Józef Pinior z kolei przyznał, że swoje zatrzymanie zinterpretował jako działanie polityczne.
- Trudno mi inaczej zinterpretować formę mojego zatrzymania. Zwracam uwagę na gruncie czystego prawa. Ten zarzut (były senator jest podejrzany o płatną protekcję i korupcję - red.) jest nieadekwatny do srodków, których użyto przeciw mnie. Szósta rano, cała ogromna machina państwa (...). To było niesymetryczne w stosunku do zarzutu. Przecież można było mnie wezwać na przesłuchanie - tłumaczył.
- Potraktowano mnie trochę symbolicznie, jak szefa mafii, ale z zarzutu to nie wynika. To sprawa ma swoje tło polityczne. (...) Ta akcja była skoordynowana z mediami przyjaznymi rządowi - kontynuował.
Kamery jednak czekały
Opozycjonista z czasów PRL wyjaśnił także ostatecznie, czy rzeczywiście moment zatrzymania nagrywały kamery telewizyjne. - Są kamery, kiedy mieliśmy wychodzić z mieszkania. Kiedy mieliśmy się udać do siedziby CBA, na ulicy były ekipy chcące nagrywać. Nie zgodziłem się na to - mówił i podkreślił, że było to dla niego "upokarzające".
Pinior wyjaśnił również, że prawdopodobnie to nie jego telefon był podsłuchiwany.
- Ja się nie spotkałem w materiałach dowodowych, że to mój telefon był na podsłuchu. (..) To raczej inne telefony byly na podsłuchu i ja także zostałem podsłuchany w takim zakresie, w jakim te telefony logowały się z moim telefonem.
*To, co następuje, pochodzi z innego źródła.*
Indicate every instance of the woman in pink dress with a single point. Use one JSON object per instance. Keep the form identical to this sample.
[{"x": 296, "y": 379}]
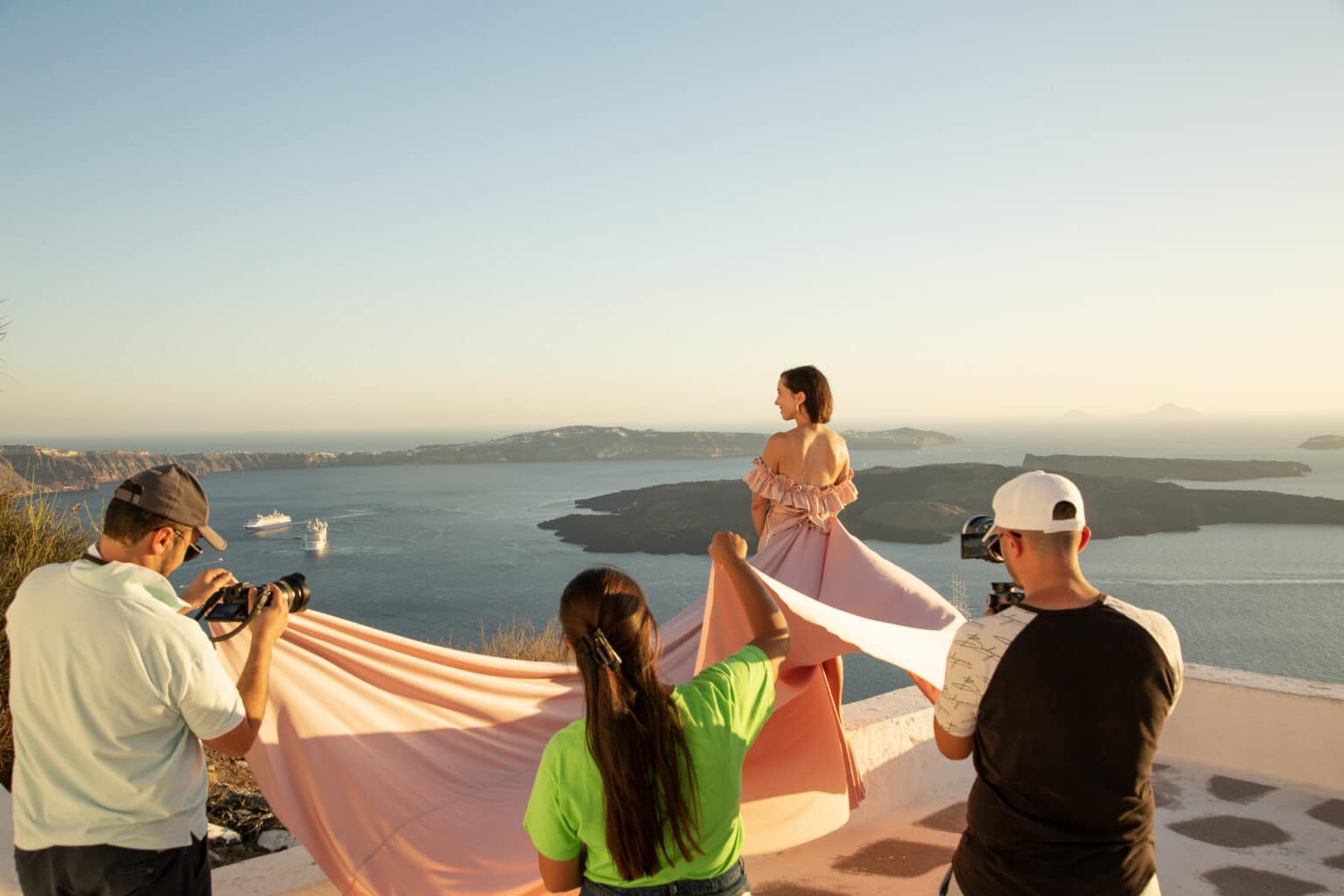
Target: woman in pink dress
[{"x": 799, "y": 486}]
Ja nie wiem, czy była decyzja co do podsłuchiwania mojego telefonu - mówił.
Piotrowicz "od brudnej roboty"
Gościem Kamila Durczoka był także były premier Włodzimierz Cimoszewicz, który wyjaśnił, dlaczego pozycja Stanisława Piotrowicza w PiS nie słabnie - nawet pomimo obciążających go informacji z czasów, gdy był prokuratorem PRL.
- Istotnym elementem tego planu (zmian w państwie - red.) była zmiana ustroju naszego państwa de facto bez zmiany konstytucji, bo PiS nie dysponował i nie dysponuje odpowiednią większością. Ta zmiana miała i ma polegać na tym, żeby ograniczyć w działaniu instytucje kontrolujące tę władzę, którą PiS zdobył, a zdobył władzę ustawodawczą i wykonawczą, trzeba było w związku z tym zaatakować Trybunał Konstytucyjny i ktoś tę robotę, niestety brudną robotę, musiał wykonać. I to było zadanie pana Piotrowicza - wyjaśnił Cimoszewicz.